I recently did my second epoxy garage and thought I would provide a little write up. This is the kit I used. 

View attachment 1340049921679.jpg


View attachment 1340050313928.jpg


----------



## havasu (Jun 19, 2012)

Once the garage is swept clean, use a flat razor blade and scrape off the stuck on bits of junk and using a blower, the garage is now clean. Get a garden hose and wet the floor, looking for any oil spots and pre-treat with some laundry detergent and scrub the area to ensure the oil is gone. 

View attachment 1340054153211.jpg


----------



## havasu (Jun 19, 2012)

Once the floor is completely wet, sprinkle the two bags of included citric acid on the floor, let it set for a few minutes, then with the aid of a hard bristle brush, scrub the acid about the floor. The acid is safe to plants and will not stain the driveway, but does a great job with etching the concrete for a better epoxy bite. Once the floor has been scrubbed completely, wash out the acid and squeegee the wetness off the floor. You will see how the acid turns the concrete real rough and gives it a white appearance. Also, using a high speed blower really works wonders with drying the floor quicker. 

View attachment 1340054159293.jpg


View attachment 1340049887459.jpg


View attachment 1340049856099.jpg


----------



## havasu (Jun 19, 2012)

Using a good quality tape, tape off the walls and the edges of the floor. I applied the tape directly in the center of where the garage door falls, so there is no sign of the epoxy on the floor when the garage doors are shut. 

View attachment 1340054168902.jpg


----------



## havasu (Jun 19, 2012)

Mix your part "A" with part "B" epoxy, making sure you know the outside temperature. The directions will tell you how many minutes to wait after mixing. Our outside temperature was 77 degrees, and the directions said to wait 10 minutes, then paint the edges (they allow five minutes to complete the edge painting) and begin rolling the floor 15 minutes after mixing. Since this kit allows coverage for a 2 1/2 car garage, spread evenly and you should be done with 1/2 of the garage when your first gallon runs out. 

View attachment 1340058172794.jpg


View attachment 1340058187229.jpg


----------



## havasu (Jun 19, 2012)

While the paint is still wet, spread the paint chips (optional) after completing an area, making sure you still have access to hand spread the paint chips after rolling an area. 

View attachment 1340058160478.jpg


----------



## havasu (Jun 19, 2012)

Mix up your second batch of epoxy, again making sure of the temperature, and finish the job.

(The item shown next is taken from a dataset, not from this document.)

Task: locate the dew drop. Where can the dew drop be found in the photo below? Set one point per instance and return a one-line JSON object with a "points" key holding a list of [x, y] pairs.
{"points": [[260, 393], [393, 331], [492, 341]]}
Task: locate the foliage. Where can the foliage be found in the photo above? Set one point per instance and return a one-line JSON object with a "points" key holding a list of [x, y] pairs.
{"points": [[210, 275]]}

Keep in mind, if you pull your tape as you go, it is easy to come off and will not stick in the hardened epoxy. 

View attachment 1340058321582.jpg


----------



## havasu (Jun 19, 2012)

Lastly, the most important tip....never paint an area where you still have a cold beer placed because you will never reach it until the paint dries! 

View attachment 1340058266619.jpg


----------



## havasu (Jun 20, 2012)

Here is the finished job. The floor is still tacky the next morning and the company recommends 24 hours before walking on it, and 3 days minimum before driving on it. As the floor completely dries, the colors will all blend perfectly, and you can blow off the un-stuck paint chips. Since this application was for a mountain house where two persons had slipped in the garage and broke a shoulder and arm, we also added a bag of optional silica sand into the epoxy mix and it was rolled with short backwards strokes to allow the nap of the roller to pick up the epoxy for the best traction possible. 

View attachment 1340062743569.jpg


View attachment 1340062757715.jpg


View attachment 1340133083716.jpg


View attachment 1340133074368.jpg


----------



## oldognewtrick (Jun 20, 2012)

Wow, nice job! What a difference it made.


----------



## Chris (Jun 20, 2012)

Looks good, you want to come by and redo my garage?


----------